(bug 43799) create language-specific collations for category sorting
This allows one to *finally* get articles to be correctly sorted on
category pages for 67 languages based in latin, greek and cyrillic
alphabets.
Fixes bug 29788, bug 41040, and bug 42412 (implementing collations for
Swedish, Polish, Ukrainian).
Full list of language codes this adds support for: af, ast, az, be,
bg, br, bs, ca, co, cs, cy, da, de, dsb, el, en, eo, es, et, eu, fi,
fo, fr, fur, fy, ga, gd, gl, hr, hsb, hu, is, it, kk, kl, ku, ky, la,
lb, lt, lv, mk, mo, mt, nl, no, oc, pl, pt, rm, ro, ru, rup, sco, sk,
sl, smn, sq, sr, sv, tk, tl, tr, tt, uk, uz, vi.

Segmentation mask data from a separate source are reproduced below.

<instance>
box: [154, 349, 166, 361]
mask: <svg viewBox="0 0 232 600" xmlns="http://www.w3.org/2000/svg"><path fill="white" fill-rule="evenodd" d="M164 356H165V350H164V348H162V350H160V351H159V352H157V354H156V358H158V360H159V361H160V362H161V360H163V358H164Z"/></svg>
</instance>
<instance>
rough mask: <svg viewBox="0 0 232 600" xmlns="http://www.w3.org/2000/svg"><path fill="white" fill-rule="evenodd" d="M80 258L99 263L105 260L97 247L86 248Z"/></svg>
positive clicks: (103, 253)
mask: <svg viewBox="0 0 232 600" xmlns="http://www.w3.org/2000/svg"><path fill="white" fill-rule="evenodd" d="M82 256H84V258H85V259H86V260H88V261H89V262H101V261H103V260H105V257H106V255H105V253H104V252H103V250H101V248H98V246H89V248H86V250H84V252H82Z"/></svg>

* Include data about first-letter characters for 67 language
tailorings. This data was generated from based on
http://developer.mimer.com/charts/tailorings.htm by a Ruby script
(https://www.mediawiki.org/wiki/User:Matma_Rex/generateCollationTailoringData.rb),
then adjusted by hand (removed duplicate definitions for Spanish and
German, changed code fil -> tl (Filipino -> Tagalog).
* Mark languages verified by native speakers (currently only pl
(Polish) I verified by myself and fi (Finnish) checked by Niklas).
* Allow for collations named like 'uca-<langcode>', mapping them to
IcuCollation with appropriate parameter. The code doesn't check if
we actually have data for given language, as it's checked after the
IcuCollation class instance is constructed.
* Add the tailoring data to the default first-letter file (for root
collation) before it's cached for given locale.
Change-Id: I838484b9aaf23945fe7880fef2e3da5f5c06877f